Many third-party payers use the Boxed Warning as support for pre-authorization requirements and medication denials (especially Medicaid, which insures ~50% of US children). Similar standards are not applied to TCS products with similarly restrictive labeling. Oftentimes, the same pharmacist/insurer who declines to fill/cover a TCI prescription due to age-related labeling will fill one for a TCS that has not even been studied in that age group. Because so few medications are FDA approved to treat skin diseases in infants and children, off-label use is often the only option for these patients. In addition, the FDA-approved indication for TCIs as second-line treatment ignores the need for first-line non-TCS treatment for AD affecting the face, periorbital area, or skin folds and for patients who have skin infections, need daily treatment, or are TCS intolerant.2
The changing patterns of TCI initiation observed by Manthripragada et al demonstrate the significant impact FDA actions can have on patient access to medications. The FDA's approval and review processes assure continued availability of safe and effective treatments. In this case, however, the FDA's decision to issue a Boxed Warning based on a theoretical risk is unprecedented and has served to erode patient-physician trust, restrict patient access to TCIs, increase use of unproven alternatives, provide fodder for frivolous lawsuits, discourage treatment innovation, and, ultimately, jeopardize patient care.
References
Conflict of Interest:
None of the authors have received financial compensation in relation to this letter.
Elaine C. Siegfried, MD is a full-time employee of Saint Louis University. She has participated in contract research with Astellas Pharma US (prior to 2001) and Novartis Pharmaceuticals Corporation (prior to 2004); financial compensation for this work was paid directly to her employer. She received travel expenses related to presentation of some of this contract research from Valeant Pharmaceuticals North America LLC (in 2012). She has received consulting fees from Novartis (prior to 2006).
Jennifer C. Jaworski, MS is a full-time employee of Prescott Medical Communications Group. She has provided medical writing and editorial support for other publications with financial support from Valeant.

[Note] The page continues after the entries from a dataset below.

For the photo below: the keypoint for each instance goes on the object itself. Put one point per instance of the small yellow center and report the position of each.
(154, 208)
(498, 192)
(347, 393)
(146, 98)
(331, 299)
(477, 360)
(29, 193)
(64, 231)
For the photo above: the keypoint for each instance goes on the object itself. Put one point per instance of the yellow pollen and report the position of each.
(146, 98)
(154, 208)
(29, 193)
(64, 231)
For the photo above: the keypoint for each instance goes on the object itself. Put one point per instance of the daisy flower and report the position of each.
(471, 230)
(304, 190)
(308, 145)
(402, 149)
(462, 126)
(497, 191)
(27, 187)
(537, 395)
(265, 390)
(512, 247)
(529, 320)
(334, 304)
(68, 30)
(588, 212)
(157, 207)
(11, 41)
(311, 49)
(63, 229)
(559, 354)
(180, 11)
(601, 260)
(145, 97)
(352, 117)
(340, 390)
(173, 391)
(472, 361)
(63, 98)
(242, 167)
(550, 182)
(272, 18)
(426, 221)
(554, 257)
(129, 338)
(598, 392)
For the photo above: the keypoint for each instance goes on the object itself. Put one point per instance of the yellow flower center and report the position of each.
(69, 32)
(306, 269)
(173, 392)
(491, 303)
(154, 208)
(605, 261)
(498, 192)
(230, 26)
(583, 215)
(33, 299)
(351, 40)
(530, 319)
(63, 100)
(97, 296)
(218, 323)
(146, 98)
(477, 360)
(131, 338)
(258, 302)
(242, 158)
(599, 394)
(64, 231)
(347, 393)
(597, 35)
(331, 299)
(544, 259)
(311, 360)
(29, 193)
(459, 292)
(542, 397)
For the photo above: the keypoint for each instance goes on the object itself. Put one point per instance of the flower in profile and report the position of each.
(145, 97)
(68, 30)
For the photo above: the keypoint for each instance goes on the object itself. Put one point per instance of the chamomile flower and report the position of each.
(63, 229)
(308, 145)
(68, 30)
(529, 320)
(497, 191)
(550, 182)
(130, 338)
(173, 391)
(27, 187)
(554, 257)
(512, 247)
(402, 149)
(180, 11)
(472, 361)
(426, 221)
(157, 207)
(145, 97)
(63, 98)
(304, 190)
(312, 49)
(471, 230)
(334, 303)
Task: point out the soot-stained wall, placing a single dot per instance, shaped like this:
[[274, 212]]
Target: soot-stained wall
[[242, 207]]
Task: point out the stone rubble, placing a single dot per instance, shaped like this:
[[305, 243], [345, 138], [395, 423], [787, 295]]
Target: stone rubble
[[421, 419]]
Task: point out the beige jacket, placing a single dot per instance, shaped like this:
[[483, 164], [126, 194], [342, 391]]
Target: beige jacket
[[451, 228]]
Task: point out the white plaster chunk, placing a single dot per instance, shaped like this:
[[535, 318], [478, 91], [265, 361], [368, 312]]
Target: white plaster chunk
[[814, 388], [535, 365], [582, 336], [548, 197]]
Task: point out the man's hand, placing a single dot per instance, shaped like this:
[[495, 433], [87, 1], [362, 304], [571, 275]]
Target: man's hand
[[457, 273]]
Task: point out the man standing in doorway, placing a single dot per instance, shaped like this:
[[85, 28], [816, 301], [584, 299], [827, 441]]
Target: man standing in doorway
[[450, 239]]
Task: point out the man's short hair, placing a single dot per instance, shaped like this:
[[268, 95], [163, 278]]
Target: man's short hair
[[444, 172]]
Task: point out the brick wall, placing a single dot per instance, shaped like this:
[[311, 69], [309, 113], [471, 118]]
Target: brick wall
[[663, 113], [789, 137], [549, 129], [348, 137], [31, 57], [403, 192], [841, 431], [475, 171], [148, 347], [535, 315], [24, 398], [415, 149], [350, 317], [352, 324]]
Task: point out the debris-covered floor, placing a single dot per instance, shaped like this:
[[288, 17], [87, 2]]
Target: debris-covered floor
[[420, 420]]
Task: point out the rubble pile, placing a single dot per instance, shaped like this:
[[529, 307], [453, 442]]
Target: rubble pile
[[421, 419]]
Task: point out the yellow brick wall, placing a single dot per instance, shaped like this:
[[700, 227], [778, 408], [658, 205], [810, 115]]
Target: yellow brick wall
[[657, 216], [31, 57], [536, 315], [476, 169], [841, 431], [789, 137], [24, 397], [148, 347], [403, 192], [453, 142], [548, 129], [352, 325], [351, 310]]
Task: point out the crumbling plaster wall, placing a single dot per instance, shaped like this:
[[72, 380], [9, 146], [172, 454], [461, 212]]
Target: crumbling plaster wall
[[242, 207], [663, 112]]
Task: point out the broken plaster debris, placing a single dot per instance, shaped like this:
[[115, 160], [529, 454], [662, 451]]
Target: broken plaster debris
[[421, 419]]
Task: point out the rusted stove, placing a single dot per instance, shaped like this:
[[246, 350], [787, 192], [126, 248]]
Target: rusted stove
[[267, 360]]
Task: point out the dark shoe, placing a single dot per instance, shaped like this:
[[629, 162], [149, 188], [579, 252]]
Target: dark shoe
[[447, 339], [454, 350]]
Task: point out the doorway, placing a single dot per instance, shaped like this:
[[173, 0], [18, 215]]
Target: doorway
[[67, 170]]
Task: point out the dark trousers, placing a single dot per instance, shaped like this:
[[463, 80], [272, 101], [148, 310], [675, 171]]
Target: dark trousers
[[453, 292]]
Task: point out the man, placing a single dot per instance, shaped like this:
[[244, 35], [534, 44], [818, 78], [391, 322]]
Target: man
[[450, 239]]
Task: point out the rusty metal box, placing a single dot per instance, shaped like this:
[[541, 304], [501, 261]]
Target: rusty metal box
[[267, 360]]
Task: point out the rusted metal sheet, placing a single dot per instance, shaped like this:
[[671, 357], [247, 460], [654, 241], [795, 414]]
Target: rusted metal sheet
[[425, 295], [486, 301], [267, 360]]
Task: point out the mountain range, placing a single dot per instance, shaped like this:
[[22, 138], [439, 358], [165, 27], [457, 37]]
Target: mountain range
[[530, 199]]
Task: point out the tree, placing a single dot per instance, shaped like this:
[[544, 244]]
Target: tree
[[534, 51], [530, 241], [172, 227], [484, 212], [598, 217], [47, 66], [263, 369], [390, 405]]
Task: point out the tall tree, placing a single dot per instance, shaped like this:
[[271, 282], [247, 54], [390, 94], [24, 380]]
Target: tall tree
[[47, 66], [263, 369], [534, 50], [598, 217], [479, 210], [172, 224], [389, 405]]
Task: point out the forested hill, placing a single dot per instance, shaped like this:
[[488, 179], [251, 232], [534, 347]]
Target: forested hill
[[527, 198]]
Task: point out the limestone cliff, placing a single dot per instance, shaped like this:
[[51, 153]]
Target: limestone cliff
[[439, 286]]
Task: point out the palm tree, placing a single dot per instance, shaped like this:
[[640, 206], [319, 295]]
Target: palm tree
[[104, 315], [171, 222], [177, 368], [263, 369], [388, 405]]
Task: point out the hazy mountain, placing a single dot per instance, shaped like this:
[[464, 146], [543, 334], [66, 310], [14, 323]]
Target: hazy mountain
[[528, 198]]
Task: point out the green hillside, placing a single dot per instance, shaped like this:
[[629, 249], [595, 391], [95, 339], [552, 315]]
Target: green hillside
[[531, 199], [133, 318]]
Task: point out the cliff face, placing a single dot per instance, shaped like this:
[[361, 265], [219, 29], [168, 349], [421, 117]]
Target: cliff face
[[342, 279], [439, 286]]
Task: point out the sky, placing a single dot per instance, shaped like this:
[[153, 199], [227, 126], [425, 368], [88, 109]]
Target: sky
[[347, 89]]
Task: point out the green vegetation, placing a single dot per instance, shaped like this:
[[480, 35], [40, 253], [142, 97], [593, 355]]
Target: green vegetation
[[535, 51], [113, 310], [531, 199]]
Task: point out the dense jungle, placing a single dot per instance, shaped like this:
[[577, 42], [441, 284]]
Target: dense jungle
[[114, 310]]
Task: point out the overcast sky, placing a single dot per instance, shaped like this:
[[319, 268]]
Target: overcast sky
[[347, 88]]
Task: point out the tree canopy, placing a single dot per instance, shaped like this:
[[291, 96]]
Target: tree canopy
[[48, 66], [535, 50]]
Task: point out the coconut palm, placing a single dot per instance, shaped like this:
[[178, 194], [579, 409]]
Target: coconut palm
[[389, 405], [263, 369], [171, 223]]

Adelaide A. Hebert, MD is a full-time employee of the University of Texas Medical School at Houston. She has received consulting fees, been a member of speakers' bureaus, and/or served on advisory boards for Astellas, Novartis (prior to 2008), and Valeant. In addition, she has participated in contract research with Astellas and Novartis; financial compensation for this work was paid directly to her employer. She has also served as a member of data safety monitoring boards for Valeant and Novartis.